Writes the evaluation statistic results (e.g., mean and standard deviation of a metric over all cases).

Parameters

results (List[evaluator.Result]) – The evaluation results.

class pymia.evaluation.writer.CSVWriter(path: str, delimiter: str = ';')[source]

Bases: pymia.evaluation.writer.Writer

Represents a CSV file evaluation results writer.

Parameters
  • path (str) – The CSV file path.

  • delimiter (str) – The CSV column delimiter.

write(results: List[pymia.evaluation.evaluator.Result], **kwargs)[source]

Writes the evaluation results to a CSV file.

Parameters

results (List[evaluator.Result]) – The evaluation results.

class pymia.evaluation.writer.ConsoleStatisticsWriter(precision: int = 3, use_logging: bool = False, functions: Optional[dict] = None)[source]

Bases: pymia.evaluation.writer.Writer

Represents a console evaluation results statistics writer.

Parameters
  • precision (int) – The float precision.

  • use_logging (bool) – Indicates whether to use the Python logging module or not.

  • functions (dict) – The function handles to calculate the statistics.

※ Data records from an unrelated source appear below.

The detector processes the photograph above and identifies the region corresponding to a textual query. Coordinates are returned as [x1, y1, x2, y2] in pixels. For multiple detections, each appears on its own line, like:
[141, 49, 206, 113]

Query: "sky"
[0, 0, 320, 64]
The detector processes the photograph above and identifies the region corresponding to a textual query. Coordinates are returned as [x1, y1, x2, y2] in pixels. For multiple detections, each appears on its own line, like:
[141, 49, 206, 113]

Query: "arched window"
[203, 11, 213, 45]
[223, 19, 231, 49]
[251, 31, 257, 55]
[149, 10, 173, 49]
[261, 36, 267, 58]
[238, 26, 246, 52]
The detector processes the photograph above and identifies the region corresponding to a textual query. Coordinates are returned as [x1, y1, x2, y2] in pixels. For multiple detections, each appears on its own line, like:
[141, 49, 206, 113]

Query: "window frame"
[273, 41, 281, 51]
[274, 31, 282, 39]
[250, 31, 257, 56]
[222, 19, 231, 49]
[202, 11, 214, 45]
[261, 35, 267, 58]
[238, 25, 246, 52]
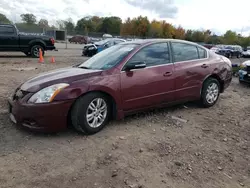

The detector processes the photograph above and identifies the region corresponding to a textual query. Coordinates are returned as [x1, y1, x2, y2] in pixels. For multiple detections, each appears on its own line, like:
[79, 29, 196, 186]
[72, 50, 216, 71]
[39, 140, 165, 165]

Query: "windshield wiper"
[78, 66, 90, 69]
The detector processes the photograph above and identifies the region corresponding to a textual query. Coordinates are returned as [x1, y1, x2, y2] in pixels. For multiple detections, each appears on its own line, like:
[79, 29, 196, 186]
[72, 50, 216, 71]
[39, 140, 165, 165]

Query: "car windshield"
[78, 44, 138, 70]
[95, 39, 113, 45]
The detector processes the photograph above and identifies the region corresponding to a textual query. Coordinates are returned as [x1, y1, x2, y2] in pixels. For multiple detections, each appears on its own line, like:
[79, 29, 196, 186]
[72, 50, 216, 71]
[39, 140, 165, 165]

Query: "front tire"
[30, 45, 44, 58]
[71, 93, 111, 135]
[201, 78, 220, 108]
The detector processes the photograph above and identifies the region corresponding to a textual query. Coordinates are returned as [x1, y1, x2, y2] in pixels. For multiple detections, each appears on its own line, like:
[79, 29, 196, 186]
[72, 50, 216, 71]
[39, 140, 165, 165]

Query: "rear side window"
[128, 43, 170, 67]
[172, 42, 199, 62]
[0, 26, 14, 35]
[198, 47, 207, 59]
[114, 40, 123, 44]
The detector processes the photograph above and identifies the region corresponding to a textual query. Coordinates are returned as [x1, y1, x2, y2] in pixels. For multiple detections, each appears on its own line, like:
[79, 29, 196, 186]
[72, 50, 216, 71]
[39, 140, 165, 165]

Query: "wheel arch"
[29, 40, 46, 51]
[67, 90, 117, 128]
[200, 74, 224, 93]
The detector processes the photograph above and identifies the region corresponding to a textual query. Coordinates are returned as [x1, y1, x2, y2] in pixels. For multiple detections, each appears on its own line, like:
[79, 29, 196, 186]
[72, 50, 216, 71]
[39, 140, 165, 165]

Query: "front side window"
[198, 47, 207, 59]
[78, 43, 138, 70]
[128, 43, 170, 67]
[172, 42, 199, 62]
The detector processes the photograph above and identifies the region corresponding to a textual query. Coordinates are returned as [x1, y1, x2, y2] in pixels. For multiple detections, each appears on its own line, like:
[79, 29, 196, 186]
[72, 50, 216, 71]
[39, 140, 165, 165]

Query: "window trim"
[120, 41, 173, 72]
[170, 41, 209, 64]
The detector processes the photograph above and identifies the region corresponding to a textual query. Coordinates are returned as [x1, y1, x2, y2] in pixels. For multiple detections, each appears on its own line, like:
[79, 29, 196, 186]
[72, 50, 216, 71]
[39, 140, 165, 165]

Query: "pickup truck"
[0, 24, 55, 58]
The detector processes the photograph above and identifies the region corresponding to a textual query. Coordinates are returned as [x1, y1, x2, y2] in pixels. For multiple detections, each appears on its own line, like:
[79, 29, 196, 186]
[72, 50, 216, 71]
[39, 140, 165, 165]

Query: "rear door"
[121, 42, 174, 111]
[0, 25, 19, 51]
[171, 42, 209, 100]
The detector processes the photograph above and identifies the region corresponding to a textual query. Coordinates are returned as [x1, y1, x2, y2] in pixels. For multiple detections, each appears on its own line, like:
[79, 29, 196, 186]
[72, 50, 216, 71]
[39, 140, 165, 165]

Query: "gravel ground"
[0, 49, 250, 188]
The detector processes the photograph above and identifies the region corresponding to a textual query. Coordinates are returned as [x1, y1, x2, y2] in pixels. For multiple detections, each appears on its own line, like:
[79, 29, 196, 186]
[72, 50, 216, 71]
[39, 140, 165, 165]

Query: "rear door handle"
[201, 64, 208, 69]
[163, 72, 173, 76]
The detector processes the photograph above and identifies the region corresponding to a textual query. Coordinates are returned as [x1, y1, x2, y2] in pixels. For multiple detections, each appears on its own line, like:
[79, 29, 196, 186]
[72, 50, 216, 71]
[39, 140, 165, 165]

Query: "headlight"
[28, 83, 69, 103]
[240, 63, 247, 69]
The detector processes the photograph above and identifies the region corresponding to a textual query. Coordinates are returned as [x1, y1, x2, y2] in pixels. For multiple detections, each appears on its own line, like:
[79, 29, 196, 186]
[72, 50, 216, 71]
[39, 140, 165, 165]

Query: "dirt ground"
[0, 49, 250, 188]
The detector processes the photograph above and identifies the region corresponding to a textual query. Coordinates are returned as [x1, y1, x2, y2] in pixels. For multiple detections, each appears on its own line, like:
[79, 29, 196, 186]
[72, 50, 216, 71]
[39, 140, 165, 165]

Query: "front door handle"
[201, 64, 208, 69]
[163, 72, 173, 76]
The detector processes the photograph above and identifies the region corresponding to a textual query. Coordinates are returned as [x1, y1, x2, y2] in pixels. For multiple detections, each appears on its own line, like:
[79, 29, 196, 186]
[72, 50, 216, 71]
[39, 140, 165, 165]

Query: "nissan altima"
[9, 39, 232, 134]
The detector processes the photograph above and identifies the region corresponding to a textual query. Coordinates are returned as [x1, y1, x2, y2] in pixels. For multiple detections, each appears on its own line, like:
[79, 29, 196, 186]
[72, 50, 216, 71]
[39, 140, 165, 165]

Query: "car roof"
[123, 39, 205, 48]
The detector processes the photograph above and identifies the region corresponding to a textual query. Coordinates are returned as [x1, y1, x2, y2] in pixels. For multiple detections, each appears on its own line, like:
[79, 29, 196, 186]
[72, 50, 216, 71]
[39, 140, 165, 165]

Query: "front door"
[171, 42, 210, 100]
[121, 42, 174, 111]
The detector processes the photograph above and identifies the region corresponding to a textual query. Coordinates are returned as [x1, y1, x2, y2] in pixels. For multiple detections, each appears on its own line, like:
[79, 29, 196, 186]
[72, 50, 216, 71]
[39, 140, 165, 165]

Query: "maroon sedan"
[9, 39, 232, 134]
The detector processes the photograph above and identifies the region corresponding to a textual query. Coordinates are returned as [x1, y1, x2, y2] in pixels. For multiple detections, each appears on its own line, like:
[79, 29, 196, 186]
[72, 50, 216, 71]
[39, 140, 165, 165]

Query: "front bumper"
[8, 99, 73, 132]
[45, 46, 56, 51]
[239, 70, 250, 83]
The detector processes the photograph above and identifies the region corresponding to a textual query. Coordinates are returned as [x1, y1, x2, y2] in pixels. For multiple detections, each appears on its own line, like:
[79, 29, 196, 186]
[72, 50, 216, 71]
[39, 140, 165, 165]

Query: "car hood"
[21, 67, 102, 92]
[242, 60, 250, 66]
[19, 33, 51, 40]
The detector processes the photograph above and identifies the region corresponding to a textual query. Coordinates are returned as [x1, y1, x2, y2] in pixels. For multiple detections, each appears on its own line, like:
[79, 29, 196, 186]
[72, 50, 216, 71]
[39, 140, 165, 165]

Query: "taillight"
[50, 38, 55, 44]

write(results: List[pymia.evaluation.evaluator.Result], **kwargs)[source]

Writes the evaluation statistic results (e.g., mean and standard deviation of a metric over all cases).

Parameters

results (List[evaluator.Result]) – The evaluation results.

class pymia.evaluation.writer.ConsoleWriter(precision: int = 3, use_logging: bool = False)[source]

Bases: pymia.evaluation.writer.Writer

Represents a console evaluation results writer.

Parameters
  • precision (int) – The decimal precision.

  • use_logging (bool) – Indicates whether to use the Python logging module or not.

write(results: List[pymia.evaluation.evaluator.Result], **kwargs)[source]

Writes the evaluation results.

Parameters

results (List[evaluator.Result]) – The evaluation results.

class pymia.evaluation.writer.ConsoleWriterHelper(use_logging: bool = False)[source]

Bases: object

Represents a console writer helper.

Parameters

use_logging (bool) – Indicates whether to use the Python logging module or not.

format_and_write(lines: list)[source]

Formats and writes the results.

Parameters

lines (list of lists) – The lines to write. Each line is a list of columns.

class pymia.evaluation.writer.StatisticsAggregator(functions: Optional[dict] = None)[source]

Bases: object

Represents a statistics evaluation results aggregator.

Parameters

functions (dict) – The numpy function handles to calculate the statistics.

calculate(results: List[pymia.evaluation.evaluator.Result]) List[pymia.evaluation.evaluator.Result][source]

Calculates aggregated results (e.g., mean and standard deviation of a metric over all cases).

Parameters

results (List[evaluator.Result]) – The results to aggregate.

Returns

The aggregated results.

Return type

List[evaluator.Result]

class pymia.evaluation.writer.Writer[source]

Bases: abc.ABC

Represents an evaluation results writer base class.

abstract write(results: List[pymia.evaluation.evaluator.Result], **kwargs)[source]

Writes the evaluation results.

Parameters

results (list of evaluator.Result) – The evaluation results.